Strengthen Your Knees: 6 Essential Exercises to Include in Your Routine

1. Squats: Stand with your feet shoulder-width apart. Bend your knees and lower your body as if sitting back into a chair, keeping your back straight. Push through your heels to return to the starting position. Squats strengthen the quadriceps, hamstrings, and glutes, which support knee stability.

2. Lunges: Step forward with one foot and lower your body until both knees are bent at a 90-degree angle, keeping your front knee aligned with your ankle. Push back up to the starting position and repeat on the other side. Lunges improve leg strength and balance.
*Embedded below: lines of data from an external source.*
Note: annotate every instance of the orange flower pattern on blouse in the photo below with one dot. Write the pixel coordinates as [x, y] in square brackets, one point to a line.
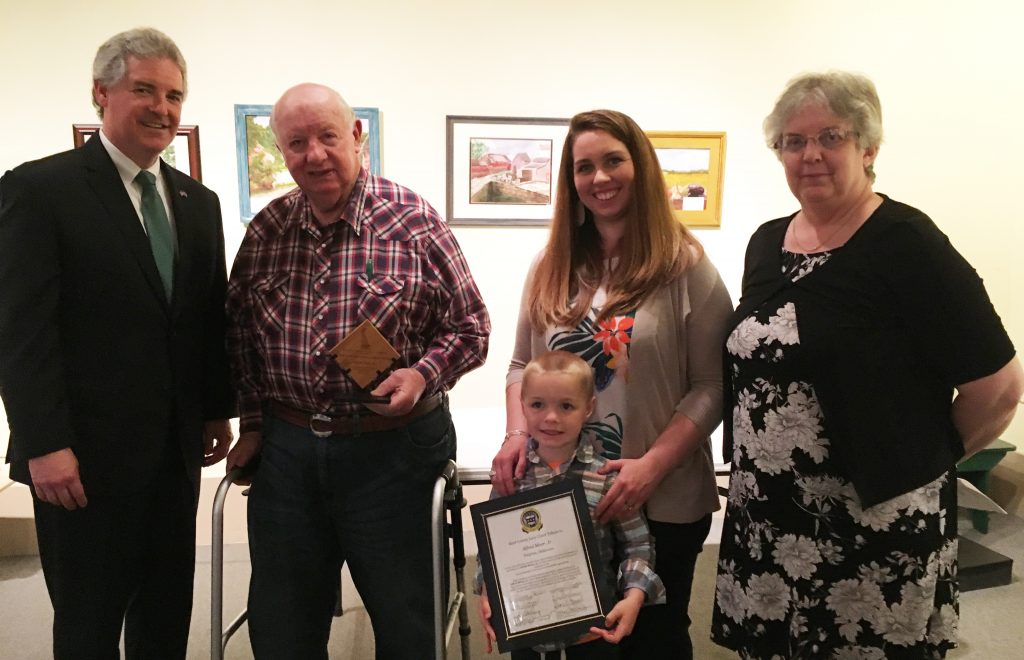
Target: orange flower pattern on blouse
[613, 334]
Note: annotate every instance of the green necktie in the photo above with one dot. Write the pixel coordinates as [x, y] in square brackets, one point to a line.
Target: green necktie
[159, 229]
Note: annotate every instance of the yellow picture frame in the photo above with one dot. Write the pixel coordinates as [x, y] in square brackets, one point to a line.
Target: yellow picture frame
[693, 164]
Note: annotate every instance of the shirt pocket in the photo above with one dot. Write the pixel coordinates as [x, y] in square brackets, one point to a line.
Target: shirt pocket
[381, 303]
[269, 297]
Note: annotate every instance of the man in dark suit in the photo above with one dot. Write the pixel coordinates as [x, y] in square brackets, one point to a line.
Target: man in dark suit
[113, 367]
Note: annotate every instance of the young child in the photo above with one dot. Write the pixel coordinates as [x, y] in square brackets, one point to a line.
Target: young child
[557, 398]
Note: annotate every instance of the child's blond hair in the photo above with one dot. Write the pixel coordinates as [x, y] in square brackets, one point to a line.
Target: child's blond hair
[561, 362]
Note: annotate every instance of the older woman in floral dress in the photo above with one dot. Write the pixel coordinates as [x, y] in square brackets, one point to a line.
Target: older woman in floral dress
[857, 321]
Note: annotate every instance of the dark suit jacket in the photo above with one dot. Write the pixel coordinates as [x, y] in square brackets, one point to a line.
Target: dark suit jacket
[92, 356]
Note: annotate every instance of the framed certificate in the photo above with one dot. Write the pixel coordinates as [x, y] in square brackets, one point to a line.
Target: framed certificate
[542, 567]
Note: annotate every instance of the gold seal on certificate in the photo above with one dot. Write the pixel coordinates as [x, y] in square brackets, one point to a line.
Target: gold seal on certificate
[367, 357]
[542, 566]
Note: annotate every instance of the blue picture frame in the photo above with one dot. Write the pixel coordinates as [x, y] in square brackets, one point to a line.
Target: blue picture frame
[275, 180]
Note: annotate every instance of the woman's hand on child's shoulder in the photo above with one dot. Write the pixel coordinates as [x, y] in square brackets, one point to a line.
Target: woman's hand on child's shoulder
[623, 617]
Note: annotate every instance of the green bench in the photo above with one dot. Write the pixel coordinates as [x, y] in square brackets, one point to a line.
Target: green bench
[977, 469]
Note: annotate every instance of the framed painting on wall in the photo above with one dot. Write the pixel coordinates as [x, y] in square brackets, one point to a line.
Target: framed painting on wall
[692, 165]
[181, 154]
[262, 175]
[503, 170]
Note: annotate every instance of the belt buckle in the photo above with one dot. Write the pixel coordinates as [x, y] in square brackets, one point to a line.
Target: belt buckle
[321, 418]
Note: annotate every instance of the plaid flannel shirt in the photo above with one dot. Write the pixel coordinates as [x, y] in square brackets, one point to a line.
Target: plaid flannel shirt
[297, 289]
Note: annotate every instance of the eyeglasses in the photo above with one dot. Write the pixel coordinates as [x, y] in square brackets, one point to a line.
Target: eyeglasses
[828, 138]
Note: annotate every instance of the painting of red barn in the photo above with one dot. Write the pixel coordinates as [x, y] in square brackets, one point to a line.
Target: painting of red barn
[501, 170]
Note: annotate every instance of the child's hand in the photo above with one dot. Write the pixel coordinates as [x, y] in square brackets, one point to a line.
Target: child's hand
[488, 631]
[623, 617]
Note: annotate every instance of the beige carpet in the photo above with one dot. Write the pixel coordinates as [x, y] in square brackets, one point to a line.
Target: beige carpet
[989, 624]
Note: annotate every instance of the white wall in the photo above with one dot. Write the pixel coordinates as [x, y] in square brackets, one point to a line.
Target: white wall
[948, 77]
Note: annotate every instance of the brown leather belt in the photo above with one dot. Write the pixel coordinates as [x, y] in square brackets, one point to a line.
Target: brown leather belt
[324, 426]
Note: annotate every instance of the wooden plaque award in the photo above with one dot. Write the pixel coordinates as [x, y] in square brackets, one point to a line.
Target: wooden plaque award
[367, 357]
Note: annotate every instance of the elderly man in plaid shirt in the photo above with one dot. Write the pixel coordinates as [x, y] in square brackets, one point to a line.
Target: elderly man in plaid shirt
[340, 481]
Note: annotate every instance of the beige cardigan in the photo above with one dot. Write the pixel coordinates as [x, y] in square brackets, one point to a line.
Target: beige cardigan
[675, 365]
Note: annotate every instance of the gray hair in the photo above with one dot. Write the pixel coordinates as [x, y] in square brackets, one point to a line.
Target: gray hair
[851, 97]
[110, 64]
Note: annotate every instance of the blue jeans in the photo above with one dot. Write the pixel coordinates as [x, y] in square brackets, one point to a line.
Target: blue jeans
[363, 499]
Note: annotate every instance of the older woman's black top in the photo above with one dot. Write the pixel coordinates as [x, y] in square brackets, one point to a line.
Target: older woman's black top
[889, 325]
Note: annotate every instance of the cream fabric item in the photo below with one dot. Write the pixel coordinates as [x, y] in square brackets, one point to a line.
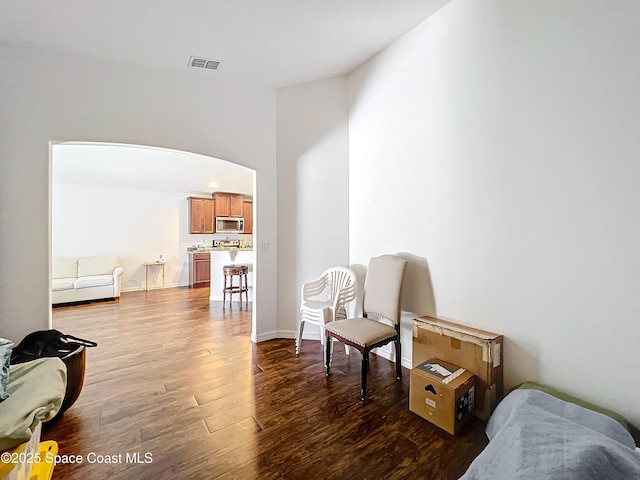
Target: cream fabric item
[93, 281]
[383, 287]
[361, 331]
[36, 391]
[101, 265]
[58, 284]
[63, 267]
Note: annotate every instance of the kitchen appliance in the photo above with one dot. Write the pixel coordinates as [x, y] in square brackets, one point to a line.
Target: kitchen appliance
[226, 243]
[229, 225]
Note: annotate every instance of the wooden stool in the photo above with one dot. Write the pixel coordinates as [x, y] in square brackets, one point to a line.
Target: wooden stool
[229, 272]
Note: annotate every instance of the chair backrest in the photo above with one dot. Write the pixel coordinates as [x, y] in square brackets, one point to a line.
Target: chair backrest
[343, 283]
[383, 287]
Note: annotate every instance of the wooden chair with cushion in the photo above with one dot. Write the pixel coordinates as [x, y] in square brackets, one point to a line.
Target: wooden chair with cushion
[380, 323]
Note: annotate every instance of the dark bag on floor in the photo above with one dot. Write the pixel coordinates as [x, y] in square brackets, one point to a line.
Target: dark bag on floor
[47, 343]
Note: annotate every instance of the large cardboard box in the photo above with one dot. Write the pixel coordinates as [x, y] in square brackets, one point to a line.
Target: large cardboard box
[473, 349]
[442, 393]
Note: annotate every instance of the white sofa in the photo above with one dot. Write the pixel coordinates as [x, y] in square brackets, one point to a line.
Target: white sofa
[85, 278]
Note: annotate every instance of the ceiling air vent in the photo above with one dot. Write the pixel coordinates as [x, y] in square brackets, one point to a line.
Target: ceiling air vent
[207, 63]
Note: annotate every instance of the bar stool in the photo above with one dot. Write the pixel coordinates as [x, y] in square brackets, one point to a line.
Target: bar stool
[230, 271]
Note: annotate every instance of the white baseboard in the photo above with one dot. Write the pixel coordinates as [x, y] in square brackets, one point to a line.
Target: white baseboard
[143, 287]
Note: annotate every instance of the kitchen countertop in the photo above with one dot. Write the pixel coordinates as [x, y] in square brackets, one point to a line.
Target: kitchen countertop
[221, 249]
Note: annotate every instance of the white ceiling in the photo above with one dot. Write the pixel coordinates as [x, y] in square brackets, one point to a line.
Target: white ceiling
[147, 168]
[274, 42]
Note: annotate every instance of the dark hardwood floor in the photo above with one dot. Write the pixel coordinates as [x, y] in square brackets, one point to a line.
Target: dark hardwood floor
[176, 381]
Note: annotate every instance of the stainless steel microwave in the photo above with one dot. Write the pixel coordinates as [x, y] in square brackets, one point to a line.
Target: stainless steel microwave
[229, 225]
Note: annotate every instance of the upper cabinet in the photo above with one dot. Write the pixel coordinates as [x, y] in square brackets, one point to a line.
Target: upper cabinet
[229, 205]
[248, 216]
[202, 215]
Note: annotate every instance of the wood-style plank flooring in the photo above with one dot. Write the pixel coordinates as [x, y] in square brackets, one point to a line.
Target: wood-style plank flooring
[176, 381]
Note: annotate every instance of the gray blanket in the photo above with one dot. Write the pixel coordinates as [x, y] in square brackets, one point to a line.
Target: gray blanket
[534, 435]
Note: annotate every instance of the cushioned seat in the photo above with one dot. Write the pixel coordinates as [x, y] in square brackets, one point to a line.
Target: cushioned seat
[85, 278]
[58, 284]
[380, 304]
[362, 331]
[93, 281]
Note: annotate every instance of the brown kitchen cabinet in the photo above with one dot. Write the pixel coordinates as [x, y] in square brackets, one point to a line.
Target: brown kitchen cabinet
[229, 205]
[248, 216]
[202, 215]
[199, 270]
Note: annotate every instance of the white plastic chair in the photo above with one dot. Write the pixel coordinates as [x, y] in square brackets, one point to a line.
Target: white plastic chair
[325, 299]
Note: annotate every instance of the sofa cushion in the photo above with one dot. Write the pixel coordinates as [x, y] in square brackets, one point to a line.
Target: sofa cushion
[64, 267]
[93, 281]
[62, 283]
[101, 265]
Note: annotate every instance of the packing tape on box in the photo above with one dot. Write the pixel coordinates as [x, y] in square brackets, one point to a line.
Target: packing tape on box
[462, 335]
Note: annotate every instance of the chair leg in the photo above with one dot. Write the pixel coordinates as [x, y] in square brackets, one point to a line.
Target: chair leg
[398, 360]
[365, 369]
[327, 354]
[299, 338]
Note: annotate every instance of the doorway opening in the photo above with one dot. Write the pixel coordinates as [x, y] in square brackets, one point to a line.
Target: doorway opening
[131, 201]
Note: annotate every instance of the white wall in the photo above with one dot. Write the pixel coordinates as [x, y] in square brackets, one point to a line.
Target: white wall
[79, 99]
[312, 152]
[498, 144]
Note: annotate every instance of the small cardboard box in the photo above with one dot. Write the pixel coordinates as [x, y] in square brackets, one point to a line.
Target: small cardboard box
[473, 349]
[442, 393]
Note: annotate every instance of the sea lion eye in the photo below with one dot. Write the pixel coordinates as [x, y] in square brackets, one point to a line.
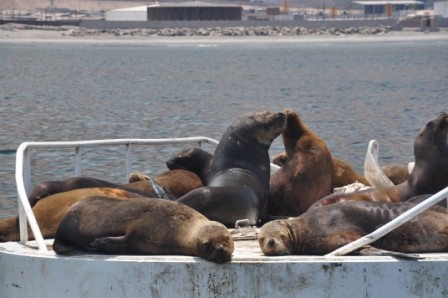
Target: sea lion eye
[284, 238]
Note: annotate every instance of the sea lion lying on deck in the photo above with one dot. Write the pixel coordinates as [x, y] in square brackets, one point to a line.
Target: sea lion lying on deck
[239, 174]
[322, 230]
[50, 210]
[429, 175]
[195, 160]
[173, 183]
[142, 227]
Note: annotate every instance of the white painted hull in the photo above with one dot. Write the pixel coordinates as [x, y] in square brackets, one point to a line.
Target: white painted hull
[25, 272]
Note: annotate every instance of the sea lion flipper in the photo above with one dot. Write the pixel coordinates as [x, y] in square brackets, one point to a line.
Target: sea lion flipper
[373, 251]
[109, 244]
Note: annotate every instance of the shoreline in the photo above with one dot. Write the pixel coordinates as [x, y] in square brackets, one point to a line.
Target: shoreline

3. Step-Ups: Use a sturdy bench or step. Step up with one foot, then bring your other foot up to meet it. Step back down with the same foot that stepped up first. Alternate legs and repeat. Step-ups strengthen the quadriceps, hamstrings, and glutes.

4. Leg Press: Use a leg press machine or resistance bands. Press your feet against the platform and extend your legs until they are almost straight (avoid locking your knees). Bend your knees to lower the platform back down. Leg presses target the quadriceps and hamstrings.

5. Hamstring Curls: Use a hamstring curl machine or resistance bands. Bend your knees to lift the weight or resistance toward your buttocks, contracting your hamstring muscles. Slowly lower the weight back down. Hamstring curls strengthen the back of the thighs.

6. Calf Raises: Stand with your feet flat on the ground. Rise up onto your toes, lifting your heels off the ground, then lower back down. Calf raises target the calf muscles, which provide stability for the knees.

Incorporate these essential exercises into your workout routine to strengthen the muscles surrounding the knees and improve overall knee stability.